Kendra

When the swivel grinds through its rotate to open onto the landing, there is an audio notice stuck to the outside of the door that activates as soon as it senses us.

‘For your convenience, please find enclosed a digi map to your nearest immunity centre. This is a South African Police Services public service announcement.’

‘Cunts. Jesus. Motherfuck.’ Toby wipes his nose with his sleeve, rips off the GPS chip and scrunches it under his heel, only it doesn’t scrunch. ‘Fuck!’ He picks it up and hurls it across the corridor, but it’s so light it drifts to the left and ricochets off the wall with a dull plastic ting. He kicks the wall, then punches it for good measure.

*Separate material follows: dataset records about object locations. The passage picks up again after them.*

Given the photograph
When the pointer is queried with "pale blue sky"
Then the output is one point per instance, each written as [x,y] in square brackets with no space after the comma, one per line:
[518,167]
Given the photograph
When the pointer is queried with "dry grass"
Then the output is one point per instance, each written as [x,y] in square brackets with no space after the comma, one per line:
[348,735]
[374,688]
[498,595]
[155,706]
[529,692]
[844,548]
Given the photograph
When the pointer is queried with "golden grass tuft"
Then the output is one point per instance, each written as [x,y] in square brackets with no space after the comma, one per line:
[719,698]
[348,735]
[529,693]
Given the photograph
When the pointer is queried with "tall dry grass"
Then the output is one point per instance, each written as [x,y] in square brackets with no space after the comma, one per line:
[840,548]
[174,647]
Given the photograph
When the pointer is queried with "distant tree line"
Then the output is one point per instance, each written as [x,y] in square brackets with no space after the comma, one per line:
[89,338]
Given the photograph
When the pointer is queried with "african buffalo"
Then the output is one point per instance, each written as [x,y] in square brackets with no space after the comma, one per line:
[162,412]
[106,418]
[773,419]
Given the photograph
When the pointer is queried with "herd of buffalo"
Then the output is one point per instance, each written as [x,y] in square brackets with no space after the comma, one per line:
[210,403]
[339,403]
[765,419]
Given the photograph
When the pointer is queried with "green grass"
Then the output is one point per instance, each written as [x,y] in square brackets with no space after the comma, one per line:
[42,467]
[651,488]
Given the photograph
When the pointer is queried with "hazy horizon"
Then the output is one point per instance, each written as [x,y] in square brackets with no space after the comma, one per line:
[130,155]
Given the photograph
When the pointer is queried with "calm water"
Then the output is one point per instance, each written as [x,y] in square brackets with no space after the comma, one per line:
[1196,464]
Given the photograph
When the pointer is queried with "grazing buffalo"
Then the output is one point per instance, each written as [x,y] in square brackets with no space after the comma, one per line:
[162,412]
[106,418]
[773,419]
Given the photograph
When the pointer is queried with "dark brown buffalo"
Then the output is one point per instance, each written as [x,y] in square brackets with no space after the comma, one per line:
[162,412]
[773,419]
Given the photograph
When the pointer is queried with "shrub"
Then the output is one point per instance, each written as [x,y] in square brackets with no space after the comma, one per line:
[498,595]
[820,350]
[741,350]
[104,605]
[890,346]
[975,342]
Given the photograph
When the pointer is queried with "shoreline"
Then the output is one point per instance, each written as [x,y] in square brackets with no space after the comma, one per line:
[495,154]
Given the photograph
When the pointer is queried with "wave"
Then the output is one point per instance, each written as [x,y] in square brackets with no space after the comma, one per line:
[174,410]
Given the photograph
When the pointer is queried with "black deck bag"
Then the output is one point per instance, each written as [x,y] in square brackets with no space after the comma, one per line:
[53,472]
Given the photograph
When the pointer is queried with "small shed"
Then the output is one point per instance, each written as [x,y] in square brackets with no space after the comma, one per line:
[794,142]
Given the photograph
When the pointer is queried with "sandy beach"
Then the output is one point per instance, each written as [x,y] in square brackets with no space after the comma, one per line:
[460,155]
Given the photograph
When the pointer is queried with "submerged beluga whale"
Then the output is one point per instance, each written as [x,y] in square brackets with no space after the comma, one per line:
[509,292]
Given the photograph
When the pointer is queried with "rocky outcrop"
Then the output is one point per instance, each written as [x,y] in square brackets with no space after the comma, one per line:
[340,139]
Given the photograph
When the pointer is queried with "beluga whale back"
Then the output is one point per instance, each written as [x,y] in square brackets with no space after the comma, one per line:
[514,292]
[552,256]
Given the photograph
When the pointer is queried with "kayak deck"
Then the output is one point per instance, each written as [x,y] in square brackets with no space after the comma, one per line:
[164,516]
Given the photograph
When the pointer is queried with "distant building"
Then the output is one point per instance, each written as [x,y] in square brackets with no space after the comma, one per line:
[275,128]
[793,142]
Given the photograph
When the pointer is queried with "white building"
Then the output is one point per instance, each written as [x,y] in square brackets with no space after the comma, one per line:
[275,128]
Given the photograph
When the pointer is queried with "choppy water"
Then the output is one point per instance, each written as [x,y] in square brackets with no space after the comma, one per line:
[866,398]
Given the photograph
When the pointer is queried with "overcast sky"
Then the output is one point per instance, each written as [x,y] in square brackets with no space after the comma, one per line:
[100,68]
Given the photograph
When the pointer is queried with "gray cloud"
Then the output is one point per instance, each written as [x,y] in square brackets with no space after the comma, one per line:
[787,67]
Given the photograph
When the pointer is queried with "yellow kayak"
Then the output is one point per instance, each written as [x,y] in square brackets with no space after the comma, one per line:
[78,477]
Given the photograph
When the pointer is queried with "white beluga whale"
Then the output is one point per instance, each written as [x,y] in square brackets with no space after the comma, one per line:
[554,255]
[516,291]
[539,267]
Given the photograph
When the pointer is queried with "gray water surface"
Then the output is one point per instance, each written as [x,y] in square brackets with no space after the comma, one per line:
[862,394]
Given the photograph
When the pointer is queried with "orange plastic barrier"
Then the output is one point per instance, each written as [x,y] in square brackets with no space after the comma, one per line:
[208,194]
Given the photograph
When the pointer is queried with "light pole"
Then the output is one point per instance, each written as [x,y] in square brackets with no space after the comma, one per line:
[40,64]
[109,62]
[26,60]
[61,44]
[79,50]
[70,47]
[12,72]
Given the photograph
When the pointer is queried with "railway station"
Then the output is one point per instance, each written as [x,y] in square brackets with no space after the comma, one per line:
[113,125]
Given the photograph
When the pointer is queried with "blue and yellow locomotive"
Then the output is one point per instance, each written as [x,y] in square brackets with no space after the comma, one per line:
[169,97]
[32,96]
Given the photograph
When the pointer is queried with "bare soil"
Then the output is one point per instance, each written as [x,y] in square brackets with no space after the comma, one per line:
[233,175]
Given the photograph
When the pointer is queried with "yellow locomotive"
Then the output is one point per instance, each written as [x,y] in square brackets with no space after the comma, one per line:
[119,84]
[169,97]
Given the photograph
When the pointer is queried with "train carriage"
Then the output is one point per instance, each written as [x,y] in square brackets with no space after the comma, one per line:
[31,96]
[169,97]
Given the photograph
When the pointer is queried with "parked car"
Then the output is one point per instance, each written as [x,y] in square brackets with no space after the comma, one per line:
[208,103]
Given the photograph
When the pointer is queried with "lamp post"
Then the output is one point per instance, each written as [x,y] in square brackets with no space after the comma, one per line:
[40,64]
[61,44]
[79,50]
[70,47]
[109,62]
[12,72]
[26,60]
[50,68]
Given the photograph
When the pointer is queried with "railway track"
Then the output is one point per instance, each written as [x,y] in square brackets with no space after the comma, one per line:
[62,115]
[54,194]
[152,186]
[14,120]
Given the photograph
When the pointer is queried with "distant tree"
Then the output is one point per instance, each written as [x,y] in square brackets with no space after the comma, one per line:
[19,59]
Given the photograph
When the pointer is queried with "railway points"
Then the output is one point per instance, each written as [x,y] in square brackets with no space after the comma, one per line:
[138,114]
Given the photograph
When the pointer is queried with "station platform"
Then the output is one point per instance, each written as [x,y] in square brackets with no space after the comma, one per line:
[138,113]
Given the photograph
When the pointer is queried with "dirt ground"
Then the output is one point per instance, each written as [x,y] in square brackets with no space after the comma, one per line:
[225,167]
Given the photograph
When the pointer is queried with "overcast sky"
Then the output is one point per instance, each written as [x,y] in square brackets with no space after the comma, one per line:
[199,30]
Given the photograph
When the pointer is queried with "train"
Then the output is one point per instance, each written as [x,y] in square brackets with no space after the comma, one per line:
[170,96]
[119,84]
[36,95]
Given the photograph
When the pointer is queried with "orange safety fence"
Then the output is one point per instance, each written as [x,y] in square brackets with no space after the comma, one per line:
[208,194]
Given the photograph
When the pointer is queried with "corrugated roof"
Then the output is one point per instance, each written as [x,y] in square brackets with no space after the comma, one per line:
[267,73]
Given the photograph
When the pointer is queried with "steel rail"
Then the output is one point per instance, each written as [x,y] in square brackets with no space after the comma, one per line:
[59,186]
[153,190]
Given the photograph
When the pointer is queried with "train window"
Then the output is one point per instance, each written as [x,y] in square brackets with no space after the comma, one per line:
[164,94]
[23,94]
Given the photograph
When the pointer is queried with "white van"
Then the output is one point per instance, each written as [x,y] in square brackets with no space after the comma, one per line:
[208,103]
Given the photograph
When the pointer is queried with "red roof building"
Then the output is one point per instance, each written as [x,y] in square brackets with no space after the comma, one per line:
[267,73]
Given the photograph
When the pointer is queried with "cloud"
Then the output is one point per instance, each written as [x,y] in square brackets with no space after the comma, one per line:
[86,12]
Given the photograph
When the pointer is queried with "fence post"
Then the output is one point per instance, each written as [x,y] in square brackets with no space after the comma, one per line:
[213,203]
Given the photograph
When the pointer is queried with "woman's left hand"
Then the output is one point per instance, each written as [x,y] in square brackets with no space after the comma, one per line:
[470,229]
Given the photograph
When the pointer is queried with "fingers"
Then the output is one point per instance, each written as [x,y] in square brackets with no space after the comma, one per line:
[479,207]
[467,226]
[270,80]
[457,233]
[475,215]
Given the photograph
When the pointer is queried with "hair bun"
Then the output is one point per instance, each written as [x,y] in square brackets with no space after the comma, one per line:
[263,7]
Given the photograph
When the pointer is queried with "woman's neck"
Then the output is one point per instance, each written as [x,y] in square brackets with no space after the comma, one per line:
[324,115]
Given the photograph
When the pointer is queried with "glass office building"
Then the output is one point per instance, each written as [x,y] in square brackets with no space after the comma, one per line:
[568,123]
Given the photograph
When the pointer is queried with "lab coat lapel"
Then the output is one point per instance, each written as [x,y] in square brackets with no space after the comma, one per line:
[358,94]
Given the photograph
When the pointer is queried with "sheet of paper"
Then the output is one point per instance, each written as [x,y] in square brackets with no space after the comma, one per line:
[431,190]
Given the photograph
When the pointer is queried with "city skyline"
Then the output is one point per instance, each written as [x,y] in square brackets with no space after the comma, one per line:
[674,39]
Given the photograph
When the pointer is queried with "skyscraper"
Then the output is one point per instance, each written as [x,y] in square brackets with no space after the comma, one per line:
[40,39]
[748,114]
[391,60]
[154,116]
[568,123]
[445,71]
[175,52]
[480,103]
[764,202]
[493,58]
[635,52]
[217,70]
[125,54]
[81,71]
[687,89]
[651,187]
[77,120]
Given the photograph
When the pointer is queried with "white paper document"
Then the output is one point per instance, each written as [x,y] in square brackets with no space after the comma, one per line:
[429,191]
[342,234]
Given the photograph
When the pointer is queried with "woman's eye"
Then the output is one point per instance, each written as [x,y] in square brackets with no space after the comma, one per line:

He comes away shaking out his hand and still swearing. He looks shocking. His eyes are pouchy and bloodshot, and he’s pale under his scrag of beard. I still haven’t been able to face myself in the mirror. I’m grateful that I don’t feel like he looks. He’s already taken three painkillers this morning.

He cringes as we step outside the building, and tries to turn back for his sunglasses.

‘There isn’t time, Toby.’

‘Are you chaffing me? We still got thirty-two, thirty-three hours at least. And if we don’t make it, they can always come get us. They’ll have a roving unit. Door-to-door delivery. Now that’s servicing the community.’ But he tags along anyway.

We still don’t have a phone between us. When we tried to log in this morning, his connection was down. ‘The cabling in this fucking building,’ he muttered.

‘Does it go down a lot?’

‘Murphy’s law, innit mate?’ he says, putting on a jokey Brit accent. ‘It’s exactly the kind of crap that would go down today.’ But I can tell he’s unsettled.

Before we found the warning on the door, the plan was to find a public terminal, to get hold of his corporate friend, but now I don’t know. We might just be bringing the shit to her.

‘She can handle it,’ Toby says. ‘She’s a big girl.’ He spits a glob of phlegm onto the street in front of Truworths. A young house spouse coming out pulls her black leather handbag against her and steps pointedly around us.

‘Yeah, fuck you too,’ snarls Toby and starts coughing so badly, he has to lean against the window. Inside, there is a flurry of motion, and I grab his arm and pull him away before the security guard lumbers out to chase us away.

Glancing back over my shoulder, I catch a glimpse of my reflection in the glass of the window among the moto-mannequins in gleaming fabrics. My face is totally healed.